De gauche à droite, une magnifique brochette des plus grands auteurs de comic-books, passés des deux géants à Image Comics.


Parce que ceux qui font vivre les deux gros catalogues aujourd’hui, ce sont évidemment les petits artistes, qui débarquent souvent de la Ligue 2 du monde des Comics et de petits contrats pour des éditeurs qui ont transformé leurs questionnements sur l’exploitation infernale de licences en papier-toilette, tout au mieux. Ceux-là mêmes qui n’ont pas la reconnaissance suffisante pour tenter l’aventure du « tout indé »  (beaucoup ont essayé, et se sont vite ravisés pour faire de nouveau bouillir la marmite et multiplier leurs créations, ce qui n’est pas toujours une solution bénéfique pour un jeune auteur), qui se retrouvent coincés entre les désidératas d’éditeurs qui ont de plus en plus conscience d’être un « catalogue vivant un peu sympa » pour le cinéma, voire même de lecteurs déchaînés. Dernier exemple en date : Cullen Bunn et les extrémistes d’Aquaman, qui voulaient empêcher l’auteur de travailler avant même qu’il n’ait commencé. 

Certes, vous trouverez toujours des noms aussi ronflants que Jason Aaron (The Mighty Thor) et/ou Frank Miller / Azzarello / Kubert (Dark Knight III) chez Marvel et DC, mais m'est avis qu'il s'agit ici de magnifiques arbres qui cachent l'immense forêt, d'autant que les travaux de tels pointures sont souvent décidés par eux et eux seulement, en plus de constituer soit de petites révolutions éditoriales (le sexe du dieu du tonnerre pour l'un, le retour d'une saga légendaire pour l'autre).

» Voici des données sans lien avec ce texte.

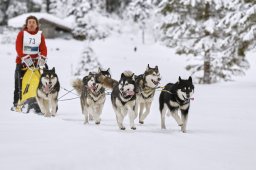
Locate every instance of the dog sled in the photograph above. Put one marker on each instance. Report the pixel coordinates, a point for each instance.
(29, 85)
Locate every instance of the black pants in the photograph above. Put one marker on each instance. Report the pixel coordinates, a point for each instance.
(19, 73)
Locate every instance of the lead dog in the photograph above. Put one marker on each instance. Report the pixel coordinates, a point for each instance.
(123, 99)
(47, 92)
(146, 86)
(176, 97)
(92, 96)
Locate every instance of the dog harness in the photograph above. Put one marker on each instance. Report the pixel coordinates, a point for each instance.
(31, 42)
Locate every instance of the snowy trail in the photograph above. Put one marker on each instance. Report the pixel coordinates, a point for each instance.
(221, 124)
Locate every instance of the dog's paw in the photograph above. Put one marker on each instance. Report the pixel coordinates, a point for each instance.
(133, 128)
(47, 115)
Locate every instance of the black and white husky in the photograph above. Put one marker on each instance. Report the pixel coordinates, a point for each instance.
(92, 96)
(123, 99)
(176, 97)
(47, 92)
(146, 85)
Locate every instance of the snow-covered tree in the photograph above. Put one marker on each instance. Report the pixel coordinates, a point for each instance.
(4, 4)
(92, 22)
(59, 8)
(203, 28)
(16, 8)
(140, 11)
(88, 63)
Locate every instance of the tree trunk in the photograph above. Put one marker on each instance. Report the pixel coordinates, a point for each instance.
(207, 68)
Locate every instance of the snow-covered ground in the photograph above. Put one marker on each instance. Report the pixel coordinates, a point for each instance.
(221, 125)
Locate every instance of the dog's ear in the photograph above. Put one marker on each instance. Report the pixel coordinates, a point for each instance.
(133, 76)
(190, 79)
(179, 79)
(44, 70)
(156, 67)
(122, 75)
(148, 67)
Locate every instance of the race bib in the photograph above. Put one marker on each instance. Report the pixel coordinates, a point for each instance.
(31, 42)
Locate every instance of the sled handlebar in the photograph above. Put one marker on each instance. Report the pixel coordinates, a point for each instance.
(28, 61)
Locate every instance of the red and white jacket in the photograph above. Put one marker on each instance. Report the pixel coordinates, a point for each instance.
(21, 41)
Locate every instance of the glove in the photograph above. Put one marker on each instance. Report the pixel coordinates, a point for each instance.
(27, 60)
(41, 61)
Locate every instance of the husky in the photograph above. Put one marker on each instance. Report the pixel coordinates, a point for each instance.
(176, 97)
(47, 92)
(92, 96)
(123, 99)
(146, 85)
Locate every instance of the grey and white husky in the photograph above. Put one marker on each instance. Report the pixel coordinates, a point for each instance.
(92, 96)
(146, 86)
(47, 92)
(176, 97)
(123, 99)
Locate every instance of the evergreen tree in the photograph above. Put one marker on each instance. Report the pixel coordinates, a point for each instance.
(4, 4)
(88, 63)
(88, 27)
(203, 28)
(140, 11)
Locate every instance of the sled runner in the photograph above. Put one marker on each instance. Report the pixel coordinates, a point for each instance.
(30, 82)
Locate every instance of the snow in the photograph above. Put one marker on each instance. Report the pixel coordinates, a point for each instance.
(18, 22)
(221, 123)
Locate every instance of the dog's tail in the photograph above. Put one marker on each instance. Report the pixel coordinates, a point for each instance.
(78, 86)
(107, 82)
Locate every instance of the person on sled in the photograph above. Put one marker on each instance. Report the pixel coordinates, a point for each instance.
(30, 41)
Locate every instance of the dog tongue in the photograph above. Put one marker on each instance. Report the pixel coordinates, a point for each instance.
(129, 93)
(47, 88)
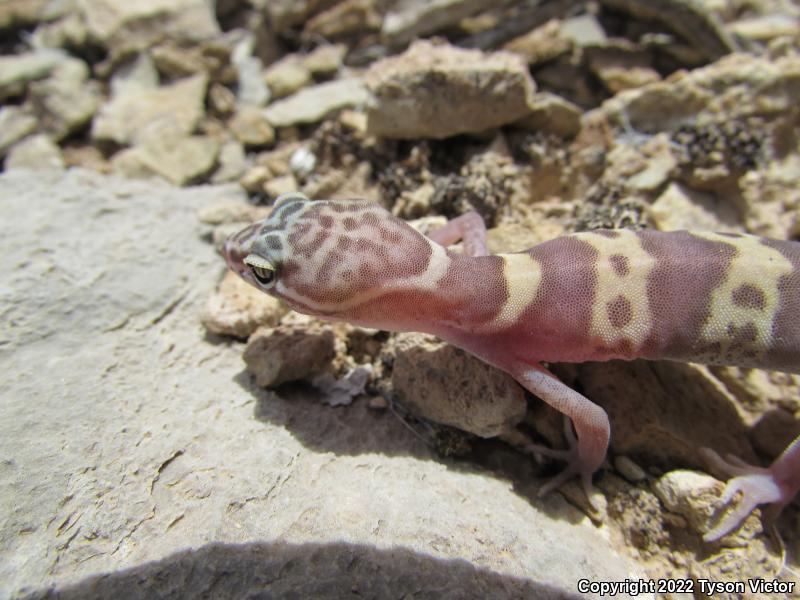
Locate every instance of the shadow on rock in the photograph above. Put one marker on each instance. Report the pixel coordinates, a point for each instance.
(312, 570)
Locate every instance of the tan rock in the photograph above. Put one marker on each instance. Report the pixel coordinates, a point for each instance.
(541, 44)
(437, 91)
(251, 127)
(238, 309)
(287, 76)
(312, 104)
(133, 113)
(552, 114)
(286, 353)
(35, 152)
(449, 386)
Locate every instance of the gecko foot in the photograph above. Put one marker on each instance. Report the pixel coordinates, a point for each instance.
(575, 466)
(757, 485)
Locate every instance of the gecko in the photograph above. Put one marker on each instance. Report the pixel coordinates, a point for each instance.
(711, 298)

Peut-être s'agit-il d'un nivellement par le haut, pour des géants de l'édition qui s'appuient désormais sur quelques valeurs sûres autour de ce qui n'est plus qu'un catalogue souvent amorphe, puisqu'il est évident qu'il est désormais moins simple d'accéder au statut d'auteur que par le passé, où Marvel piochait dans les viviers de talent un peu à l'aveugle, avant de licencier leurs intérimaires dans les quelques mois suivants. Se lancer chez Image Comics, c'est accessible à celui qui a un nom et/ou trois mois de trésorerie devant lui, sans compter qu'il existe également d'innombrables séries Image qui ne dépasseront jamais le total de deux à trois chapitres, devant le manque de succès rencontré par celles-ci. Des séries qui, malgré leur faibles ventes, iront directement dans la poche de l'éditeur mais pas dans celle de son auteur. La rançon du succès passe elle-même trop souvent par un succès préalable - tout le monde n'a pas le potentiel d'être la très belle surprise indé' de l'année, comme une douce ironie. 

Évidemment, tout ceci n’est que la manifestation d’un affrontement d’idées plus anciennes et détachées de la logique de la BD uniquement, mais voici quelques éléments pour comprendre, et savoir pourquoi certains auteurs ont fait le choix d’aller travailler pour un éditeur qui, aux yeux du grand public, est bien moins connu que Marvel, DC et leurs super-héros bannières. Et puisque la logique que l’on retrouve en Comics n’est que celle d’un microcosme que l’on peut décliner à l’envie, il suffit de voir les mêmes logiques commencer à se développer au cinéma du côté des adaptations, où jouer la carte de l’auteur devient désormais une mode dont on ne peut plus se passer, en témoigne le glissement de production qui est en train d’être fait à partir de Doctor Strange et/ou du DCEU. D’autant que ce qu’il faut véritablement se rappeler, c’est que ceux qui ont les idées, ce sont, et ce sera toujours, ces satanés auteurs.